Until I got married, I did not take very many vacations.
In my first parish, I did take the required vacation time, and not just because it was required. I needed it. But, as a single pastor, I had a hard time figuring out where I could afford to travel, and would like to travel, by myself. So I often took vacations either to visit my sister or to my home town, where I still had friends.
As a child, I only remember taking two significant vacations with my family. My dad had his own business, a small Television Sales and Repair Shop, and he just couldn't be gone. (I also suspect that we couldn't afford to travel that much.) But when I was going into the 5th grade, we took a two week vacation out to Seattle, Washington, to visit my aunt and uncle and their two small children. My uncle had gotten a job at Boeing. It was the first time anyone from my family had moved so far away.
This was a Big Deal in many ways. My dad had never left his work for so long, and I'm sure it made him anxious. We drove out there, and it took us three days in the Rambler. I figured out that Montana was a Really Big State. It was the first time I ever saw a mountain, or an ocean. We stayed in motels every night, but just looked for blinking "vacancy" signs. On the way home we stopped at Yellowstone National Park and saw Old Faithful. My aunt and uncle took us to the ocean, the Space Needle, Mount Rainier, and other places that I don't remember any more.
The second major vacation was a family vacation to Disneyland, when I was 16 years old. This was about a year after my dad's business had gone bankrupt. He was working for someone else now, and had actual vacation coming. And this was the One Dream Vacation for our family. My dad got us hotel reservations all the way out to California. We stopped for an extra night in Denver, Colorado, to visit friends who had moved away. At Disneyland, we stayed at the Disneyland Hotel -- the height of luxury for us -- and had a tour guide for our first day at Disneyland. I was in total awe of her abilities, as she would speak to us, and then turn and speak to another set of tourists in french! I decided then and there that I wanted to be a tour guide at Disneyland when I grew up.
I sewed a little back then, and sewed myself three new pairs of shorts, two halter tops and one midriff blouse especially for our trip. Thus began my obsession with having "something new to wear" when I travel.
Since getting married in 1999, I've travelled more than in my previous forty years combined.
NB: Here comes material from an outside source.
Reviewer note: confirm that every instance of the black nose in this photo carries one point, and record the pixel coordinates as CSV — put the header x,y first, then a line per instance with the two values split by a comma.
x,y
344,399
I've been to San Francisco, to Pennsylvania twice, to Disney World in Orlando, to Door County, Wisconsin, and to the North Shore of Minnesota. We've headed out to the Black Hills and Chicago by car, and to Albuquerque and the Grand Canyon by plane (haven't taken the train yet, though).
And since being up there at Lake Superior for the umpteenth time (and it never gets old, by the way), I've been thinking of two of the pleasures of vacations: there is the humble pleasure of discovering something for the first time, of realizing how little you really know about the world, and expanding that world just a little bit again. And there is the other pleasure of going back again to the place you've been before, the joy of returning to a familiar place, with its familiar mysteries.
I've been to the North Shore many times, but always a little later in the summer. This week was the first time I've seen the lupines bloom here.
I wonder if heaven will be that way too: familiar, but also full of discovery, comfortable, but strange.